The idea goes something like this: A work of literary fiction delivers characters who are, in some sense, incomplete. The content of their character is found between the lines, not necessarily on them – which means the reader is left to fill in the gaps, becoming an active participant in the storytelling.
 
Transferring that reading experience into real-world situations is a natural leap, argue the study authors, because the same psychological processes are used in real-life relationships. It’s an interesting theory, indicating that a heavy reader is better equipped to handle a job interview or business meeting than someone who spends the majority of their time making papier-mâché masks of fat Elvis.

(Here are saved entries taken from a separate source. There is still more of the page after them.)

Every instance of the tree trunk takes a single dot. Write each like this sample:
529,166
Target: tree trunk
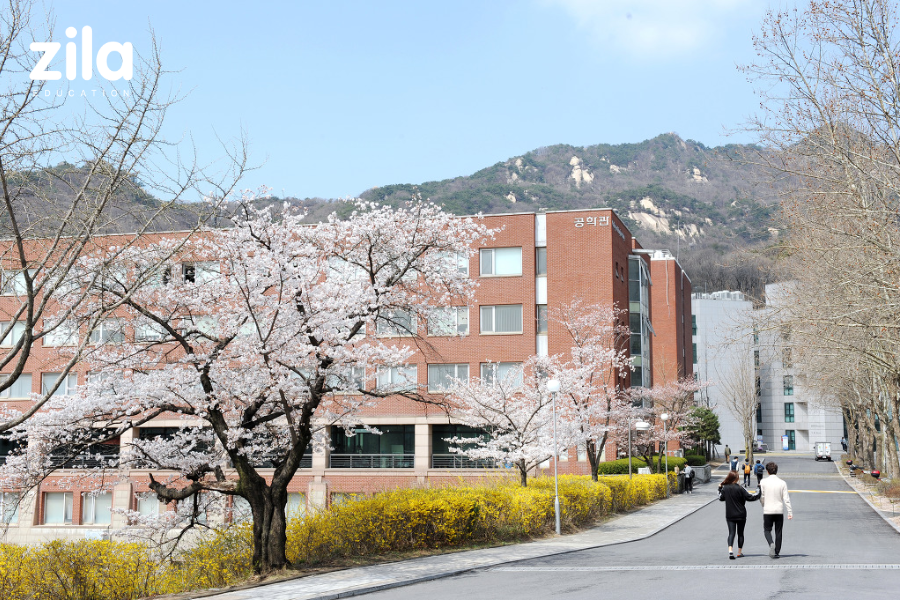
269,527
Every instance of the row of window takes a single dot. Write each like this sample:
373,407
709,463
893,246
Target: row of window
493,262
403,378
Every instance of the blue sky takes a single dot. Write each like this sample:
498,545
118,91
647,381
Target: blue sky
338,97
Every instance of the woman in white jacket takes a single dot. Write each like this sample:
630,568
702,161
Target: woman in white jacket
775,500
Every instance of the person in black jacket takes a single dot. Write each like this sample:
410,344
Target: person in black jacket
734,496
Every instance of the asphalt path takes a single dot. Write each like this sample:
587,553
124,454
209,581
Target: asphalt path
836,546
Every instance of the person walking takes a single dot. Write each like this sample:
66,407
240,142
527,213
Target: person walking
735,497
775,500
759,469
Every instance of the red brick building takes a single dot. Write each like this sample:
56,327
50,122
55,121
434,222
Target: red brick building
534,263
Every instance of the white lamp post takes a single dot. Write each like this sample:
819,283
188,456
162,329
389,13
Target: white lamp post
639,426
665,417
553,388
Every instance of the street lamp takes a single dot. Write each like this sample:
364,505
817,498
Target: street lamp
665,417
639,426
553,388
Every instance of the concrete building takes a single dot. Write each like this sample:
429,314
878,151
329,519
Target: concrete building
788,408
534,263
716,318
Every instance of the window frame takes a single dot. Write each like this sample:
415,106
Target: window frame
456,310
493,311
456,370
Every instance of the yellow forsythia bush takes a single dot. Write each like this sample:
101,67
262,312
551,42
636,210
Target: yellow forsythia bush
631,493
395,521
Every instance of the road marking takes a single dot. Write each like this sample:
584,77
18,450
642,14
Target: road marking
819,492
779,566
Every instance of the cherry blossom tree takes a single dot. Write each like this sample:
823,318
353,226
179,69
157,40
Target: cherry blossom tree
515,411
592,380
258,338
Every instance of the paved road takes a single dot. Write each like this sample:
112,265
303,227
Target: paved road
835,547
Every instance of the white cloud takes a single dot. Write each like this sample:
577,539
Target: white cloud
659,28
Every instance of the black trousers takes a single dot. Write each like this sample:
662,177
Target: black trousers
778,522
736,526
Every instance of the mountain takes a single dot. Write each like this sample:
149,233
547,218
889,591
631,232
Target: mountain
713,207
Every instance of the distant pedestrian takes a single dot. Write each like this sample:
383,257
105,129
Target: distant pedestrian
734,497
759,469
688,479
775,500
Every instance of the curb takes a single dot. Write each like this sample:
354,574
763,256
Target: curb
877,510
462,570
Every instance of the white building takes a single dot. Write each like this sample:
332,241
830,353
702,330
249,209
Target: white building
788,407
717,317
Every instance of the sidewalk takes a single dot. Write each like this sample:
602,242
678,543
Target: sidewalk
360,580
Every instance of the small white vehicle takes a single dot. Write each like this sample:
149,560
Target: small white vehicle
823,450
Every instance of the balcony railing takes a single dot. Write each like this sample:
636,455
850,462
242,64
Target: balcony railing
86,460
372,461
457,461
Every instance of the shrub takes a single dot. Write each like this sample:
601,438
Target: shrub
630,493
620,467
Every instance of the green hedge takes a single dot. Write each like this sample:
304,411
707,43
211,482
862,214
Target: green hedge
695,460
620,467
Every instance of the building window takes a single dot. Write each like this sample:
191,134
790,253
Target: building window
396,323
108,332
199,272
496,372
501,261
147,504
13,284
788,385
450,320
20,388
62,335
397,379
540,261
347,382
96,509
66,387
501,319
58,508
9,507
14,335
542,318
440,377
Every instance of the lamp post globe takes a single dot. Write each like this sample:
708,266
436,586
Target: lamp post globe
553,389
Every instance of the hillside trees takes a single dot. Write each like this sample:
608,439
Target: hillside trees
51,212
258,337
831,79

These psychological benefits manifest themselves when the reading material at hand skews to the literary, as opposed to young-adult novels about hunky, misunderstood teenage vampires. “Twilight” on the john doesn’t count, which is bad news for e-book poopers everywhere.
 
Bottom line: Reading is a better use of one’s time than, for instance, ripping your way through a 30-rack of Miller High Life and watching old reruns of “The Dukes of Hazzard.”
 
To be clear, the prescription here isn’t, “Drop all your hobbies and read the classics, dip.” That would be absurd, because not only does it amount to a homework assignment, but some hobbies are just too great to pass up. Photography. Glass blowing. Streaking naked across a football field with lit sparklers stuck in various bodily orifices. These are all fantastic hobbies, and it’s unrealistic to think that someone would drop them in favor of reading 19th century English literature. People have lives, and occasionally those lives involve more than just a dusty old tome and a creaky armchair pockmarked with mustard stains.
 
But digital distractions are subpar alternatives, corroding attention spans like acid corrodes metal. The Internet is a wonderful communication tool, and it’s nice being able to see someone slam their crotch into the bars of a jungle gym on a whim. I just wonder what the younger generations will be like, knowing little else.
 
If we start tweeting out Dickens line by line, there may yet be some hope.